Glücklicherweise müssen für Mehl- oder Kuhmilchersatz nicht diverse und teure Spezialanbieter angesteuert werden. So berücksichtigt die Einkaufsgenossenschaft für die Hotellerie und Gastronomie (HGK)  beispielsweise mit ihrem Sortiment sämtliche Anforderungen, die neue Ernährungsweisen sowie Allergien und Nahrungsmittelunverträglichkeiten an Produkte stellen: „Unser Lieferantenpool ist so aufgestellt, dass Hoteliers und Gastronomen beim Bezug dieser Artikel nicht mehr Lieferanten als nötig konsultieren müssen.

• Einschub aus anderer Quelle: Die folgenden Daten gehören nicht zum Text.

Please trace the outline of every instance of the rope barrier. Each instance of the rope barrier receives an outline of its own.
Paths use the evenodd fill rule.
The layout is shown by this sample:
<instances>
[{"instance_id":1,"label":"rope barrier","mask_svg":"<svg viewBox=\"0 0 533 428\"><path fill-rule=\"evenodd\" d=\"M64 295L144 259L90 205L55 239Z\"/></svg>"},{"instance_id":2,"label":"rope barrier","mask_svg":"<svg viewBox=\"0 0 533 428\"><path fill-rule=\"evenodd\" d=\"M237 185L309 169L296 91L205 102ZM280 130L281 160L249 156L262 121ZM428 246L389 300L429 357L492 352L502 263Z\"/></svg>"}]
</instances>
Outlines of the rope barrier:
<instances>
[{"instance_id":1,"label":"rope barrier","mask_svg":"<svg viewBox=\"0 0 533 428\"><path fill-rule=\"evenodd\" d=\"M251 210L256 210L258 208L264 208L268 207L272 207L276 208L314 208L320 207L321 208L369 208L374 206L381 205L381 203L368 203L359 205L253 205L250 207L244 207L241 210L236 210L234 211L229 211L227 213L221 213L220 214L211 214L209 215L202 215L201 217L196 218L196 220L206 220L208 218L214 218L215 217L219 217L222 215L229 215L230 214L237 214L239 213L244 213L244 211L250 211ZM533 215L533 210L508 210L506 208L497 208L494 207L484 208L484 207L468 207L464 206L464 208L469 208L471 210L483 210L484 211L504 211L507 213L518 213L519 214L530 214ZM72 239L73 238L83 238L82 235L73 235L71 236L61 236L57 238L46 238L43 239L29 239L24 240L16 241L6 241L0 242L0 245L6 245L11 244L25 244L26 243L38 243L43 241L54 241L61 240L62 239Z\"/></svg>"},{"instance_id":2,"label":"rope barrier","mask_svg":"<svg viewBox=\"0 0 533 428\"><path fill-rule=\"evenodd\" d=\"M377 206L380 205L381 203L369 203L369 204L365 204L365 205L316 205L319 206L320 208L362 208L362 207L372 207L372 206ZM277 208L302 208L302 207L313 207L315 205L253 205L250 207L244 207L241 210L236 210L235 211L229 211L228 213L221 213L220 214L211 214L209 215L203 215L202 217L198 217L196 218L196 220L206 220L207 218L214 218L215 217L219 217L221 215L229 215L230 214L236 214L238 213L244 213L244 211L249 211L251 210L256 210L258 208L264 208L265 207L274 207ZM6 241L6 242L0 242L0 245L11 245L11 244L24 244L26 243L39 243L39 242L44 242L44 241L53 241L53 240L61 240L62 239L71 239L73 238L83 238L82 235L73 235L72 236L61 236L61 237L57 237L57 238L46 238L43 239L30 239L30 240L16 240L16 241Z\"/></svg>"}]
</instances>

Dies macht den Einkauf deutlich leichter und übersichtlicher und ermöglicht zudem bessere Preise“.

Woher kommt die große Nachfrage überhaupt?

Unstrittig ist, dass Nahrungsmittelallergien und -unverträglichkeiten, im Vergleich zu noch vor ein paar Jahrzehnten, tatsächlich zugenommen haben. Demzufolge ist auch das Bewusstsein dafür in der Bevölkerung deutlich gestiegen. Ein Großteil der Menschen, die heutzutage auf bestimmte Lebensmittel verzichten, tut dies dann auch ohne medizinische Indikation. Sie ernähren sich vegan, gluten- oder laktosefrei, weil sie den Eindruck haben, dass es ihrem Körper dann besser geht. Dazu kommt, dass das wachsende Angebot allergiearmer Produkte auch deren Nachfrage schürt. Hinter der Ablehnung bestimmter Nahrungsmittel steht mit Sicherheit auch der aktuelle Zeitgeist. Eine bewusste Ernährung mit gesunden Zutaten und manuell hergestellten, frischen Speisen ist keine Nische mehr für Gesundheitsfanatiker, sondern eine wachsende Trendbewegung. Insbesondere in den großen Städten findet sich eine wachsende Anhängerschaft der „Frei von“-Philosophie sowie von nachhaltig produzierten Lebensmitteln.

Herausforderung als Chance begreifen

Zum Leidwesen der Gastronomie. Oder auch als Glücksfall für diese. Je nach Lage und Flexibilität könnte so mancher Restaurant- oder Café-Besitzer dies auch als Chance sehen und auf den Trend aufspringen. Dazu muss nicht gleich das ganze Konzept geändert werden aber eine Neu-Orientierung der Speisekarte eröffnet unter Umständen neue Zielgruppen. Dies kann in kleinen Schritten, abhängig von der bisherigen Nachfrage, angetestet werden. Bei großer Resonanz lohnt vielleicht eine eigene „Frei von“-Rubrik auf der Karte, die dann auch werbewirksam vermarktet werden sollte. Außerdem können sich derart spezialisierte Gastronomien in die Restaurant-Datenbank des Allergie-Portals mein-allergie-portal.com eintragen lassen. In Großbritannien gibt es übrigens bereits einen Wettbewerb für FreeFrom-Restaurants – hierzulande werden bei den jährlichen „Free From Food Awards“ immerhin schon diverse Lebensmittelkategorien gekürt.